In the case at bar, there was adequate justification to vote the incumbent directors out of office and
elect others in their stead because the evidence showed prima facie that the former were just tools
of President Marcos and were no longer owners of any stock in the firm, if they ever were at all. This
is why, in its Resolution of October 28, 1986; 118 this Court declared that —
Petitioner has failed to make out a case of grave abuse or excess of jurisdiction in
respondents' calling and holding of a stockholders' meeting for the election of
directors as authorized by the Memorandum of the President * * (to the PCGG) dated
June 26, 1986, particularly, where as in this case, the government can, through its
designated directors, properly exercise control and management over what appear to
be properties and assets owned and belonging to the government itself and over
which the persons who appear in this case on behalf of BASECO have failed to show
any right or even any shareholding in said corporation.
It must however be emphasized that the conduct of the PCGG nominees in the BASECO Board in
the management of the company's affairs should henceforth be guided and governed by the norms
herein laid down.

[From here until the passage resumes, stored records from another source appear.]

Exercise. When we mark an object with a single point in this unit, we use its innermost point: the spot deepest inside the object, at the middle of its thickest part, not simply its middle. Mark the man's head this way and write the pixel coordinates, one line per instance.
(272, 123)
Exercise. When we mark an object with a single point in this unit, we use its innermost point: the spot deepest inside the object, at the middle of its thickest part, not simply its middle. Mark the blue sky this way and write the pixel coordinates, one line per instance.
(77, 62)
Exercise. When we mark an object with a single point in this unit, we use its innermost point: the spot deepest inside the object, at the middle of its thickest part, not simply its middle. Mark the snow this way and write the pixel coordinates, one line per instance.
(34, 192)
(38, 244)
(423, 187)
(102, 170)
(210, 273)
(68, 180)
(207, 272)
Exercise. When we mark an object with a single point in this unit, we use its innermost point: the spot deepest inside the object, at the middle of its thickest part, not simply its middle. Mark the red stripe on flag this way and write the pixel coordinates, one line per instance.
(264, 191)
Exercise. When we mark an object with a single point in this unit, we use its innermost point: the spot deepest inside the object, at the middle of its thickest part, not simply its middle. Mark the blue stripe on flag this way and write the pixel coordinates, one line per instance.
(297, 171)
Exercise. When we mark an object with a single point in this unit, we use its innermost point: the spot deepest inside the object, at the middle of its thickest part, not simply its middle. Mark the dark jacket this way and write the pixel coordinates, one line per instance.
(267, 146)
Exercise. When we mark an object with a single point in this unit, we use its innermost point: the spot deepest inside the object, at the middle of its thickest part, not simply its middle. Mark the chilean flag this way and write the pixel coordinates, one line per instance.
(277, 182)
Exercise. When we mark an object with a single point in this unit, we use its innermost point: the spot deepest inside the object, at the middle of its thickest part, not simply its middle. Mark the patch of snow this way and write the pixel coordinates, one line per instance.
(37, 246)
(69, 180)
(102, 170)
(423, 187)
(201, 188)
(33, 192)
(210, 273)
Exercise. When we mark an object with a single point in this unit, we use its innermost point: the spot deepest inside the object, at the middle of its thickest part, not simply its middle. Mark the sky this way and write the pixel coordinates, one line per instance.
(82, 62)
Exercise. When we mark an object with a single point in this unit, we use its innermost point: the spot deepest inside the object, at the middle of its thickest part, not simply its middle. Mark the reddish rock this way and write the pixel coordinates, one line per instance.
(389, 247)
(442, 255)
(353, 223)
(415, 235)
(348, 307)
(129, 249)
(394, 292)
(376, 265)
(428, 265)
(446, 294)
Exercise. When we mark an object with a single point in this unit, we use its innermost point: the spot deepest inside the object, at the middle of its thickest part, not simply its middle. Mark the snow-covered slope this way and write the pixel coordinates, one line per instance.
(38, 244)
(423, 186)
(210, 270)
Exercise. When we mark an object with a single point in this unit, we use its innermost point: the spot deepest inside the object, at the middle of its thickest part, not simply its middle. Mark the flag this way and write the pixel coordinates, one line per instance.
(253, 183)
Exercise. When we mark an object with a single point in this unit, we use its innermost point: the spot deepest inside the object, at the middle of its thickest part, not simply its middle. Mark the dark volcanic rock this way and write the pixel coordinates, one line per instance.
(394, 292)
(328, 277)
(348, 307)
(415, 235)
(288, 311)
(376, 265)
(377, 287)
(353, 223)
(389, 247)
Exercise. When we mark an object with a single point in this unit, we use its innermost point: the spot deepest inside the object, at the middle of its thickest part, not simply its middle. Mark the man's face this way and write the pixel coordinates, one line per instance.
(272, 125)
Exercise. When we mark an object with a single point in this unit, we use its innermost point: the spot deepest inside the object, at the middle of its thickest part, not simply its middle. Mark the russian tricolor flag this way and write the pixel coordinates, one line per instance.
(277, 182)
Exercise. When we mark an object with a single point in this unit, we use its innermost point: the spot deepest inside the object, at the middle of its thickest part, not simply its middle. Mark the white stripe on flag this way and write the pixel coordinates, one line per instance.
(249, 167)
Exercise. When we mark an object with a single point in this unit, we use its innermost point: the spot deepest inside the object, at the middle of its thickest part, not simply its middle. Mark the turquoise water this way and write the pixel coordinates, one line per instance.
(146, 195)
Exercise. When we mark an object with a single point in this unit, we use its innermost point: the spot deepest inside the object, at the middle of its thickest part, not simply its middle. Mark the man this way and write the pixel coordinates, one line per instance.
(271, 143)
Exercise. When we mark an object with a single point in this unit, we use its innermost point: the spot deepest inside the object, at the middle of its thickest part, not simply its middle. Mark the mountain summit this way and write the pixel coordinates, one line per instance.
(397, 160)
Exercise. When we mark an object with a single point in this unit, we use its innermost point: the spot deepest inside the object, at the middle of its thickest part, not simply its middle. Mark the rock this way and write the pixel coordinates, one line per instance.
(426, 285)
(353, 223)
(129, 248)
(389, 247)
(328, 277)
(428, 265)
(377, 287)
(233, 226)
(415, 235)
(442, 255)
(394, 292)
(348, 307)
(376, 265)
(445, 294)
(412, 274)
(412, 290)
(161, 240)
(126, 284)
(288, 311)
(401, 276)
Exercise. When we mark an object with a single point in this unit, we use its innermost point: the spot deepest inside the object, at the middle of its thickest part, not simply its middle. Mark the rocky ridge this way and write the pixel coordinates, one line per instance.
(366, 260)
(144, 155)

They should never for a moment allow themselves to forget that they are
conservators, not owners of the business; they are fiduciaries, trustees, of whom the highest degree
of diligence and rectitude is, in the premises, required.
25. No Sufficient Showing of Other Irregularities
As to the other irregularities complained of by BASECO, i.e., the cancellation or revision, and the
execution of certain contracts, inclusive of the termination of the employment of some of its
executives, 119 this Court cannot, in the present state of the evidence on record, pass upon them. It is not necessary to do so. The
issues arising therefrom may and will be left for initial determination in the appropriate action. But the Court will state that absent any showing
of any important cause therefor, it will not normally substitute its judgment for that of the PCGG in these individual transactions. It is clear
however, that as things now stand, the petitioner cannot be said to have established the correctness of its submission that the acts of the
PCGG in question were done without or in excess of its powers, or with grave abuse of discretion.
WHEREFORE, the petition is dismissed. The temporary restraining order issued on October 14,
1986 is lifted.
Yap, Fernan, Paras, Gancayco and Sarmiento, JJ., concur.